Он ждал ответа слишком долго, и на лице появилась нехорошая усмешка. Думал ли, что я струшу? Или отвечу на вызов, если он решит его бросить? Он ничего в этой жизни не понимал. Но жизни это безразлично, она любого научит!

…Что там было, на Мёртвом Танаисе? Придётся ещё остальную шайку ловить. Уцелел ли стратег, или мне снова снимать с деревьев останки? Ладно, это всё потом. Что сейчас?

- Да. Я Меч Истины Лугий. И я иду к себе домой.

Комментарий к СЛЕД НА ПЕСКЕ (Лугий)

Песня Лугия принадлежит перу моего соавтора Ty-Rexа.

========== СЛЕД НА ПЕСКЕ (Жданка) ==========

…и посадил Лучик-добрый молодец любимую на резвого Хорсова коня. И поскакал конь по горам и долам – туда, где стоял Лучиков дом, где молодым приготовлены были перины пуховые да покрывала шелковые…

Покрывала в этом доме не были шелковыми. Льняные, домотканые – Аяна ткала. Как у неё времени и сил хватало обихаживать троих мужиков? Ну да Смородина – баба крепкая. А другой подле них и делать нечего. Что ж я-то делать буду?

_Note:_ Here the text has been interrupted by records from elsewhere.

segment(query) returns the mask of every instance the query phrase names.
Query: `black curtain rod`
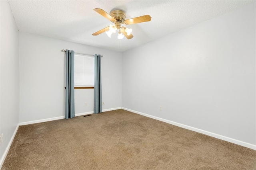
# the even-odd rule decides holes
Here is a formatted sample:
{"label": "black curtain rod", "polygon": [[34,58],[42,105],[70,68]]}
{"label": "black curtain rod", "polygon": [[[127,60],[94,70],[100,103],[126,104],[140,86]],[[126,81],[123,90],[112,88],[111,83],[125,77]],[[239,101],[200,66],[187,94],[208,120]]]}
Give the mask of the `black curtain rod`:
{"label": "black curtain rod", "polygon": [[[62,51],[64,52],[66,52],[66,50],[62,50]],[[91,55],[92,56],[94,56],[94,55],[93,55],[93,54],[84,54],[83,53],[76,53],[76,52],[75,52],[75,53],[76,54],[82,54],[83,55]],[[100,55],[100,57],[103,57],[103,56],[102,55]]]}

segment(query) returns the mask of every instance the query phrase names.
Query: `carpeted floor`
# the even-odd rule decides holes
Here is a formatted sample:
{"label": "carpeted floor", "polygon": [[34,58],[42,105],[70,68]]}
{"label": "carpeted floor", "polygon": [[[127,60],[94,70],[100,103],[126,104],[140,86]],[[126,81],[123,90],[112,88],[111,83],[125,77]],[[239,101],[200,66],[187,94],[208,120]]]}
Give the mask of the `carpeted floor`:
{"label": "carpeted floor", "polygon": [[20,126],[2,170],[256,170],[256,151],[120,109]]}

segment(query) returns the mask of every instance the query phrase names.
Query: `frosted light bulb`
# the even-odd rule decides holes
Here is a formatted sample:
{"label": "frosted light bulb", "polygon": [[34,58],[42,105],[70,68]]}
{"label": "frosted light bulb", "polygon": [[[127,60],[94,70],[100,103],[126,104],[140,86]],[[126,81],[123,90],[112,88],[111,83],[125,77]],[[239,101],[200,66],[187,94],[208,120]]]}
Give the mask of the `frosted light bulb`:
{"label": "frosted light bulb", "polygon": [[121,32],[119,32],[118,33],[118,35],[117,36],[117,38],[118,39],[122,39],[123,38],[124,38],[124,35]]}

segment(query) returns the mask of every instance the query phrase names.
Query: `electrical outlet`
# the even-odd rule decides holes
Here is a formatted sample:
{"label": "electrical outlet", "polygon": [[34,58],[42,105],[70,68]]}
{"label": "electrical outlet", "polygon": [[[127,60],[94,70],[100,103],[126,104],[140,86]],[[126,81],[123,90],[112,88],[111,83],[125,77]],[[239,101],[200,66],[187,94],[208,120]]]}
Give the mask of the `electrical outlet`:
{"label": "electrical outlet", "polygon": [[2,133],[1,135],[1,143],[4,143],[4,133]]}

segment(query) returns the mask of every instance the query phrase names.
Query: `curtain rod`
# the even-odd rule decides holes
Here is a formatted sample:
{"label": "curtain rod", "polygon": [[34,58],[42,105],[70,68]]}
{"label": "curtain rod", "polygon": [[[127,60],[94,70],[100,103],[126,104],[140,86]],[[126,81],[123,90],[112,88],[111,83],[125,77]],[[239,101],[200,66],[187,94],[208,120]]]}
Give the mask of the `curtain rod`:
{"label": "curtain rod", "polygon": [[[63,49],[63,50],[62,50],[62,51],[63,51],[63,52],[66,51],[66,50]],[[75,53],[76,53],[76,54],[82,54],[82,55],[91,55],[91,56],[94,56],[94,55],[93,55],[92,54],[84,54],[83,53],[76,53],[76,52],[75,52]],[[103,56],[102,55],[101,55],[100,57],[103,57]]]}

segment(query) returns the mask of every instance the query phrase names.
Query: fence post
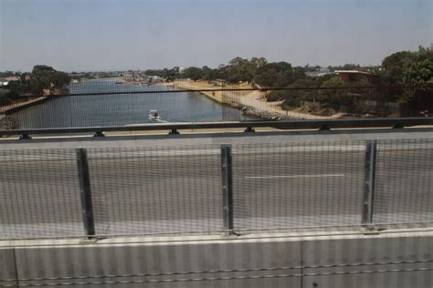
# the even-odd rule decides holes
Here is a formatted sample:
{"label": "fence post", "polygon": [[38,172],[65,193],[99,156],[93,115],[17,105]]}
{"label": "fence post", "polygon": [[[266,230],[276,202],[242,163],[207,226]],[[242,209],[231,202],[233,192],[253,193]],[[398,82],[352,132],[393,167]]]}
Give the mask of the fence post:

…примчал славную в терем, всю ночь целовал, миловал. А наутро, только вышел Лучик за порог, явилися к ней муки-мороки, ведьмы белые, да эдак молвили:

- Ты от нас отреклась, ласки-любви захотела. Быть по-твоему! А только малое время пройдёт, и заплатишь ты цену страшную. А какую – сама выберешь…

Помру я. Скоро уже. Потому выбрала цену счастью своему. Теперь же лишь вспоминать могу, как оно сталось со мной. Всё, как в сказке, да только много страшней.

Нет, не складывалась моя сказка наяву. Это прежде я грезила, что придёт мой певец – и всё враз станет красно да радостно. А пришёл – и радости хватило только на первых два шага. Не был он тем, о ком я дочке сказывала. А и знала ли, о ком? Мечты – создания глупые, хрупкие, крылышки у них стрекозьи, лапки муравьиные. Так и снуют муравьями, тяжести на себе перетаскивают, какие душе без них не снести. А явь придёт, наступит грубым сапогом – и подломятся лапки, изорвутся крылья.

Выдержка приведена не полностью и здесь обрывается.